What are the security requirements your customers have today?
Businesses have realised that a transition strategy of simply updating their existing security solutions will no longer suffice. Instead, they are looking for help with holistically adapting their infrastructure to support their digital transformation. Because users are increasingly mobile and applications reside in hybrid cloud-based and data centre environments, you need a high-performance solution for securing data streams beyond the network: not only securing users but also workloads and device-to-device communication such as in IoT or OT environments. To increase resilience and reduce complexity, all stakeholders would prefer to see fewer providers involved when it comes to security.
How can organisations implement such a one-stop shop and what are the benefits?
The future of IT security will need to not only secure existing data flows in all directions but also continuously question and improve an organisation’s security posture. Artificial intelligence will help to analyse a wide range of data sources to provide recommendations on how risks can be actively mitigated.

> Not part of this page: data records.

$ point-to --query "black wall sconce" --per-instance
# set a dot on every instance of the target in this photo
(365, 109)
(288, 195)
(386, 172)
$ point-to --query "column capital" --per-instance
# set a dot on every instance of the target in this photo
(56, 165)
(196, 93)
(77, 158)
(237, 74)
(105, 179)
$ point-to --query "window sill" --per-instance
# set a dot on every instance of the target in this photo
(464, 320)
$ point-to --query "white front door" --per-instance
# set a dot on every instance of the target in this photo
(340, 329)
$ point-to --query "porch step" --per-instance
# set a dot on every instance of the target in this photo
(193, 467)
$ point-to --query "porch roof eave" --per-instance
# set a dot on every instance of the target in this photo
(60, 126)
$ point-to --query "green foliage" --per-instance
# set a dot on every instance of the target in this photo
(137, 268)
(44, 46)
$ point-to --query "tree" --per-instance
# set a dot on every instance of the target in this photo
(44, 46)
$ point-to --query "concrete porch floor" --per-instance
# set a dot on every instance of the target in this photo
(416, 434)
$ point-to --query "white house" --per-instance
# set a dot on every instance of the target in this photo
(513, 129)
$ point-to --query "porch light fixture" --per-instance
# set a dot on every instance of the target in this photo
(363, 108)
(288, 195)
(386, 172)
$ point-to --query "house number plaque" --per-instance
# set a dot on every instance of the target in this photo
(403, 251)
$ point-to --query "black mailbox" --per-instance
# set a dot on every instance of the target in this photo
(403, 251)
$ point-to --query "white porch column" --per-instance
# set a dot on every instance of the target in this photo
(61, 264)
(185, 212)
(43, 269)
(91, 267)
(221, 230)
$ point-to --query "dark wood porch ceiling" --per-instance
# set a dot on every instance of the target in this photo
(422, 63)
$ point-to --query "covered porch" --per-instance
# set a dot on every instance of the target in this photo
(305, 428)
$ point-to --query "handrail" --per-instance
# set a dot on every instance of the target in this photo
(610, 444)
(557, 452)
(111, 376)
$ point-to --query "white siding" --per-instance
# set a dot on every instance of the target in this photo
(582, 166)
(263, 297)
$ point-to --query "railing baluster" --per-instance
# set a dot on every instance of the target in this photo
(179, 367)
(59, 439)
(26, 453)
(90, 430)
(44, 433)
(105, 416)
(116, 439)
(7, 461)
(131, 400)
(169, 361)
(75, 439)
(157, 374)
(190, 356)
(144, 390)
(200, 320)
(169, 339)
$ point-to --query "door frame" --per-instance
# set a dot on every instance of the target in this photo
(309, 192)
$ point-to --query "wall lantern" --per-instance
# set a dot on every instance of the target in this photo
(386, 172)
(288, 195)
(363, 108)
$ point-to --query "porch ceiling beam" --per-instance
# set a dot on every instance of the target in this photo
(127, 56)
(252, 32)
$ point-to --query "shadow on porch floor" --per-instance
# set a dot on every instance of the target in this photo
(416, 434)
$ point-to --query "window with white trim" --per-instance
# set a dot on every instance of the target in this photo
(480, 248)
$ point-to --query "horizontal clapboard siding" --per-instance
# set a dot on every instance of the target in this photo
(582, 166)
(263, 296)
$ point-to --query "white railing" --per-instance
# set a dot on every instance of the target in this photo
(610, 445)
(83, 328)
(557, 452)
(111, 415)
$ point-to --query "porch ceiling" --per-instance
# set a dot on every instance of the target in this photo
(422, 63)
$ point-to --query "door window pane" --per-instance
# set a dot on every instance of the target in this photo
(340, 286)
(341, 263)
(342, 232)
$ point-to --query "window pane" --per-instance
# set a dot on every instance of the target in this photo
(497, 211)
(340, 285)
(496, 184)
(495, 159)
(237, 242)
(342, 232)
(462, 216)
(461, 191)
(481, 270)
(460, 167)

A holistic view of the threat landscape, and existing security policies and configurations all help to identify security gaps – such as overprivileged access permissions to sensitive applications and data.
For example, a highly integrated platform that evaluates data with the help of AI can deliver actionable recommendations through a single user interface. The time-consuming effort of manually correlating different point solutions then becomes a thing of the past. IT teams can achieve their goal of improving their organisation’s security much faster and with less effort, because tools not only have to be purchased, but they must also be used correctly.
How does Zero Trust contribute to better security?
The organisation’s attack surface is reduced both internally and externally through segmentation, following the principle of least privilege. Each user/device is only granted access to the resources they need. This concept is, of course, nothing new, but it has previously been very difficult to implement using conventional methods. However, even if you have segmented application access based on least privilege, it is still important to think one step further. How can you detect an attacker impersonating a verified user? Deception technologies help to uncover malicious activity within the IT environment.
What else should organisations consider when it comes to cloud environments? Are businesses too careless about security?
For the security of an organisation, it is vital to have insights into all data streams. Security teams can only detect hidden threats if they have the ability to monitor all communication channels. If there are gaps in monitoring, companies can be blind to malicious code. You have to consolidate not just the network but your entire infrastructure, including the cloud, under the protective umbrella of Zero Trust in order to enhance security. The cloud has enormous potential for making organisations more secure and even accelerating processes, for example, with regard to “Infrastructure as Code” as part of DevSecOps.
Can you explain to us how Zero Trust is also a business enabler and can deliver added value beyond security?
There are various things that do not matter anymore with Zero Trust, e.g. which device is used (whether it is company-owned or BYOD) or the question of connectivity. You can connect a location and its devices without adding a lot of infrastructure, via 5G for instance. When Zero Trust principles are applied in cloud deployments, organisations switch to a kind of turbo mode. Security and applications can be rolled out more quickly, and there are broader benefits to be had.
To add another example, take a company acquisition. Speed is of the essence when it comes to realising ROI. With Zero Trust, IT teams can give users authorised access to the other company's applications within days. The question then is whether you still need to completely integrate the acquired organisation, potentially eliminating the complex and risky task of merging entire networks – a task that tends to take several months. In this example, security and business requirements go hand in hand.
One final question: In your opinion, has AI become an integral part of security?
Organisations today must employ artificial intelligence to gain a speed advantage. We know only too well that attackers use these modern technologies, too – so businesses should evaluate solutions that enable them to react quickly and take preventative action. Modern security can no longer function without AI; it is the only way to automate processes and reduce the complexity of security infrastructures that have evolved over time. AI can play to its strengths in risk mitigation in particular.